In a land where most magazines have the lifespan of a fruit fly, how is it possible for one magazine to survive — and thrive — for 75 years? Janet Hutchings has a theory: “The great power that Frederic Dannay gave this magazine was its variety and its reach.”
Hutchings was referring to Ellery Queen’s Mystery Magazine and she was invoking the name of its founding editor, Frederic Dannay, who, along with his cousin Manfred B. Lee, collaborated to produce the short stories and novels of the pseudonymous mystery writer Ellery Queen, selling somewhere in the neighborhood of 100 million books. Hutchings is now the magazine’s editor, and she offered her theory about its longevity at a symposium that launched a delightful new show, “Ellery Queen’s Mystery Magazine 75th Anniversary Exhibition,” which is now at the Butler Library at Columbia University in New York.

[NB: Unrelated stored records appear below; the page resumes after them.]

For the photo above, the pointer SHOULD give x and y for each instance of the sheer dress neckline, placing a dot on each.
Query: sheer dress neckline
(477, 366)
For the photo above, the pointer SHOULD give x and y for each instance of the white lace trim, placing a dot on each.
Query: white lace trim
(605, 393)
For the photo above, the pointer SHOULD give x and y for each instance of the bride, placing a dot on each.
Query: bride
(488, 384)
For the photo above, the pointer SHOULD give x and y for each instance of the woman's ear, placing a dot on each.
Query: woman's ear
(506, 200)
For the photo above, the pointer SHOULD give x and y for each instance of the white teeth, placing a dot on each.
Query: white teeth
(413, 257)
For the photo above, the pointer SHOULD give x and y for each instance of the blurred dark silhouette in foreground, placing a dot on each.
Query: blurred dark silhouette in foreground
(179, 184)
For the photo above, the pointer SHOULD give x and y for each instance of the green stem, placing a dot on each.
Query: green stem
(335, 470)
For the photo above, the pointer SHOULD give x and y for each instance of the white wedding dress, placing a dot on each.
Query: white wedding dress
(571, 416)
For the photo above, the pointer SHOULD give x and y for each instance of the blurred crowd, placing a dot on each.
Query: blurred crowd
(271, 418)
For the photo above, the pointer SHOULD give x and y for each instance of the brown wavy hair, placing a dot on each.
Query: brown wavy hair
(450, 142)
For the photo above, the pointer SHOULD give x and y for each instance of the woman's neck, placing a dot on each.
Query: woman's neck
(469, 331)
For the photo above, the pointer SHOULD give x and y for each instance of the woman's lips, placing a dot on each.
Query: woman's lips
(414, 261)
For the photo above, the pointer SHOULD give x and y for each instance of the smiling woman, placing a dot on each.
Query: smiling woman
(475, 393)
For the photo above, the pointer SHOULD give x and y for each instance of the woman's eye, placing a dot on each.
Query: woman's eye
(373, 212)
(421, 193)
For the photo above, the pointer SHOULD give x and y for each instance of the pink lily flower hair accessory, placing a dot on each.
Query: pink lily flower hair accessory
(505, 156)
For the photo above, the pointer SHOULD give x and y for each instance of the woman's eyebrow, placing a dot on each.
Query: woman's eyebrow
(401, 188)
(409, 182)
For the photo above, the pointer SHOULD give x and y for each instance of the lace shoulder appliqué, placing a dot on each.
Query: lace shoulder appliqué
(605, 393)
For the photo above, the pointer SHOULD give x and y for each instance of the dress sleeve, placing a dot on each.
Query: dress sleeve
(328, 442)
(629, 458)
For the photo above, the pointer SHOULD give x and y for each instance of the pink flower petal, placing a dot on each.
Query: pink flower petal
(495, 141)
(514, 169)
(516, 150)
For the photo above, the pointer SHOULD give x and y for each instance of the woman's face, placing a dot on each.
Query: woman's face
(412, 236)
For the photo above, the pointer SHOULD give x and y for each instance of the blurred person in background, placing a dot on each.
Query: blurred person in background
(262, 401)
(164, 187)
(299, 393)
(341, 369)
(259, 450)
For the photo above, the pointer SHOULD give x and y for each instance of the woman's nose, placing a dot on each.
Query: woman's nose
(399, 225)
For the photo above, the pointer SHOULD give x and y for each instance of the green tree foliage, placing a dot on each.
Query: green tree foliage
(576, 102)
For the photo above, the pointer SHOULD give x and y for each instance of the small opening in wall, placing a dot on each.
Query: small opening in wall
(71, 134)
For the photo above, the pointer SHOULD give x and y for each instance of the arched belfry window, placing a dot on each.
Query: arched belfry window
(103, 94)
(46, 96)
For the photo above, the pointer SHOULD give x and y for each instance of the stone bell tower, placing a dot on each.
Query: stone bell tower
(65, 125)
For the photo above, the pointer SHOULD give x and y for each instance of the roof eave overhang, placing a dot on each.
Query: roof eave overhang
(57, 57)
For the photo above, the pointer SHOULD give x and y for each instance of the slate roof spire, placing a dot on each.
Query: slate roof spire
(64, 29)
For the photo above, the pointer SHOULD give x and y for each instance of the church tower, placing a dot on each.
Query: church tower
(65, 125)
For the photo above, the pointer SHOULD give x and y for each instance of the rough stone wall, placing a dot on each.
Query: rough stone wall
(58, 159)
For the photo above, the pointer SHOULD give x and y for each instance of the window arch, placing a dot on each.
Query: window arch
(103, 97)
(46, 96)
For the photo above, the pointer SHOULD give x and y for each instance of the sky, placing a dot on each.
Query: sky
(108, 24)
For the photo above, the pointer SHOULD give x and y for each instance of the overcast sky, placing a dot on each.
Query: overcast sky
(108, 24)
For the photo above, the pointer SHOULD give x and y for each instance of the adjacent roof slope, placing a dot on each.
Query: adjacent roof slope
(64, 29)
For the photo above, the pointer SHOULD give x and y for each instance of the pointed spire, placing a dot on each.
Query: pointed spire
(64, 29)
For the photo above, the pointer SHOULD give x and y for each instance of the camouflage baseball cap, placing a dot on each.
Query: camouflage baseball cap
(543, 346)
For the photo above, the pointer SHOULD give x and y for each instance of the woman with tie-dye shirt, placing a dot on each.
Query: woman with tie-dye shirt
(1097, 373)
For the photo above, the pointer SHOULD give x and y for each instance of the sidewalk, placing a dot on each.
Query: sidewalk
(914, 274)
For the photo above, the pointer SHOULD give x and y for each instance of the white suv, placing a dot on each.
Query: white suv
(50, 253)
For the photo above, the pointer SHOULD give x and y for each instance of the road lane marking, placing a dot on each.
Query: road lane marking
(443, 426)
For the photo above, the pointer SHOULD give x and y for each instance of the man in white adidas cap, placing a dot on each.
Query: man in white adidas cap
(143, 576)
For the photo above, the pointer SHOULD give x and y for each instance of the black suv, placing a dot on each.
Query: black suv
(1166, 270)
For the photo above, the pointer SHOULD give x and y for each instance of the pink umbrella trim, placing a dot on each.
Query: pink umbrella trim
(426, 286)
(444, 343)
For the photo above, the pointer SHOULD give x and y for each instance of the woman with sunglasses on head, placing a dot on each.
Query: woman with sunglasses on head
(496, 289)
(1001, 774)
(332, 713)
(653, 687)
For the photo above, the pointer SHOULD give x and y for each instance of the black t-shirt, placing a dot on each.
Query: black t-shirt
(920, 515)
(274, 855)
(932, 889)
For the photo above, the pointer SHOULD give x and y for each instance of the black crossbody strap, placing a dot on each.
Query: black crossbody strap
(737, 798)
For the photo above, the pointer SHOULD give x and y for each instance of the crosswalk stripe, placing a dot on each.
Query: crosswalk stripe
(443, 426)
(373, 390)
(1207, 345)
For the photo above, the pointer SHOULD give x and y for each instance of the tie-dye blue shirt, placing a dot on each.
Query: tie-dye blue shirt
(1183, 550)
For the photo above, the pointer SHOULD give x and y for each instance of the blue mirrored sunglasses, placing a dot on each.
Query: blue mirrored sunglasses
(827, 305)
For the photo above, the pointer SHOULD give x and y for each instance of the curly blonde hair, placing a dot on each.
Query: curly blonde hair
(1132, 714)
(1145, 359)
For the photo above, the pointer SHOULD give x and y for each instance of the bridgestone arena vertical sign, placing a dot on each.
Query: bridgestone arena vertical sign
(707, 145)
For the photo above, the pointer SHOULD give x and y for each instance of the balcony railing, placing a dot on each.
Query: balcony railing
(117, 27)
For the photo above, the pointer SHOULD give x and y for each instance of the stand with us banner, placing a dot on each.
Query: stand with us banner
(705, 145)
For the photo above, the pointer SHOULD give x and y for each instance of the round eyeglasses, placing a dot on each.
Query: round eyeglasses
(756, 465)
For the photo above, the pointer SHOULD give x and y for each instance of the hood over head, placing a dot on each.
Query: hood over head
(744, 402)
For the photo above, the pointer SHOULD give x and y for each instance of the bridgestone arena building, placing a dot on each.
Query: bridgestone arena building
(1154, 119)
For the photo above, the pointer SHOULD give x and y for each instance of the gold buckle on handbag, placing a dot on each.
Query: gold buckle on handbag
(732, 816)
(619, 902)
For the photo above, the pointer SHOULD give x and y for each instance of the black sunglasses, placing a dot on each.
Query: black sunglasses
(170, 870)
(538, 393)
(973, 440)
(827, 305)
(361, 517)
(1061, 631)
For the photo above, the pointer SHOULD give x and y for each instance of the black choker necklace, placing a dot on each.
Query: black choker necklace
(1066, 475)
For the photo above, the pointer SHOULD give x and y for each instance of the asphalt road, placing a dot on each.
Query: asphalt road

The exhibition is a little gold mine for mystery fans in particular and book lovers in general. There are typed manuscript pages by Patricia Highsmith, P.D. James, Isaac Asimov, and others. Sitting there behind glass, they have the look of Scripture. There are letters, photographs, and book and magazine covers, including the inaugural issue of EQMM from the fall of 1941, which featured stories by Dashiell Hammett, Cornell Woolrich, and, of course, Ellery Queen. The cover illustration of the 75th anniversary issue is by venerable Milton Glaser, whose very first published illustration was a cover for EQMM in 1954. Among its many delights, the anniversary issue features a new story by Joyce Carol Oates, a frequent contributor, and a classic from 1948 by Stanley Ellin, “The Specialty of the House.”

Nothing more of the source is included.